¿Qué es el amor?
No fue Cupido con sus flechas amorosas sino el verla pasar cada mañana por delante de su puerta lo que le hizo enamorarse de ella. La veía subir la cuesta con un caminar alegre, mirando a derecha e izquierda con su pelo negro y sedoso esparcido por el viento. Al llegar a su altura, le miraba y le sonreía. Le saludaba con un “buenos días, Juan”. Él al principio contestaba de manera casi mecánica: “buenos días” . Era una joven simpática y educada, nada más.
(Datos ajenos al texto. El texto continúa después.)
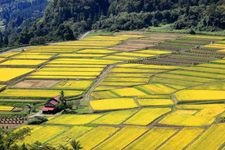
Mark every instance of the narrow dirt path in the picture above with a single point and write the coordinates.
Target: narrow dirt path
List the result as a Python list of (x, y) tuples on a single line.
[(86, 98)]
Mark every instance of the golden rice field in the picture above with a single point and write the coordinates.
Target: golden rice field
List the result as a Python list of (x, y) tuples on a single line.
[(6, 108), (128, 90), (8, 74), (113, 104)]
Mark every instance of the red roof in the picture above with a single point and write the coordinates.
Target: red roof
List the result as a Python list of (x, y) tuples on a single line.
[(54, 102), (47, 108)]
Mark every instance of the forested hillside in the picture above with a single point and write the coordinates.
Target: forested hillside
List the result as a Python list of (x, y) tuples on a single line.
[(16, 14), (67, 19)]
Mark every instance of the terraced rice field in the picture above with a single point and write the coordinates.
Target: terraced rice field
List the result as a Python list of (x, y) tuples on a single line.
[(131, 90)]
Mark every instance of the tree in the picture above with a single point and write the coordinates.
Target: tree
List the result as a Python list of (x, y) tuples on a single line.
[(8, 139)]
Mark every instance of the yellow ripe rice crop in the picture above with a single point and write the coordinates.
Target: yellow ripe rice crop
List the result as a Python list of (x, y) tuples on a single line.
[(2, 87), (122, 138), (182, 138), (120, 84), (205, 37), (6, 108), (147, 66), (62, 77), (153, 51), (33, 93), (133, 55), (8, 74), (147, 115), (70, 134), (82, 61), (103, 95), (71, 69), (202, 116), (129, 92), (45, 73), (74, 84), (113, 104), (156, 89), (73, 66), (200, 95), (96, 51), (119, 79), (213, 138), (218, 46), (33, 56), (128, 75), (44, 134), (211, 86), (115, 117), (96, 136), (9, 54), (131, 70), (155, 102), (2, 59), (185, 77), (81, 55), (118, 58), (153, 138), (14, 62), (74, 119)]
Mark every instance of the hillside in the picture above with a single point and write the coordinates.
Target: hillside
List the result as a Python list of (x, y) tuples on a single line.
[(67, 19), (16, 14), (125, 90)]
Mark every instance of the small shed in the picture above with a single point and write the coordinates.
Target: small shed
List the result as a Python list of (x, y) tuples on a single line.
[(51, 105)]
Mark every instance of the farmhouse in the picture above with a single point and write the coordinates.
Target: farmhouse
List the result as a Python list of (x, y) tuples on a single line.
[(51, 105)]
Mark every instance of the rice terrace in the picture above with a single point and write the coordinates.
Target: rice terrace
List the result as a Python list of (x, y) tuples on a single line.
[(125, 90)]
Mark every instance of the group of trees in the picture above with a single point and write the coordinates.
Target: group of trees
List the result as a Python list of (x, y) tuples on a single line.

Pero una mañana que iba vestida con un abrigo azul marino, ya que el frío era intenso, el pelo recogido por dentro de las solapas, con la mano izquierda en el bolsillo, levantó la derecha enguantada hacia el horizonte y le saludó con especial esmero o eso le pareció a él, que hasta es posible que interpretara mal la mirada de la joven. El caso es que esa mañana fue cuando notó que el ritmo del corazón se le aceleraba demasiado y fue consciente de que se había enamorado.
A partir de ese día y en los sucesivos, su ánimo se alteró de tal modo que no podía hacer nada pues en su mente solo había cabida para un pensamiento: ¡ella! Y sabía que no podía aspirar a nada pues conocía a sus padres y a ella misma desde que levantaba menos que los juncos que crecían en el arroyo que bordeaba su casa. Y tampoco podía confesarle a nadie el motivo de su desazón. Ni siquiera la insinuación sería aceptada. Debía soportar la angustia solo. Pero cómo explicar que cuando el amor llega, se aposenta en el corazón y se agarra a sus paredes de tal manera que ya nunca se va. Maldecía la hora en que el amor había llamado a su puerta. ¿Qué necesidad tenía de amar a su edad?
Su sonrisa, su mirada tierna, sus pechos insinuantes, y el paso del tiempo habían hecho que se convirtiera en una diosa de la belleza. Era consciente de que no iba a poder soportar mucho tiempo la angustia que suponía que no pudiera hablar con ella, decirle cuánto la quería, pasear de su mano por el campo, reír cuando ella lo hiciera, contemplarla cuando dormitara a su lado…
Aquella mañana decidió abandonar su casa y marcharse muy lejos. Cerró la puerta con llave y fue al muelle; desató el cabo con que sujetaba su pequeña y vieja barca y se adentró en la mar.
A los pocos días un barco pesquero encontró la barca vacía, a la deriva y sin tripulante.
Ella, ahora, cuando pasa por delante de la casa, mira como siempre, pero vuelve en seguida el rostro y baja la mirada pues no quiere que nadie vea que una lágrima le nubla la vista.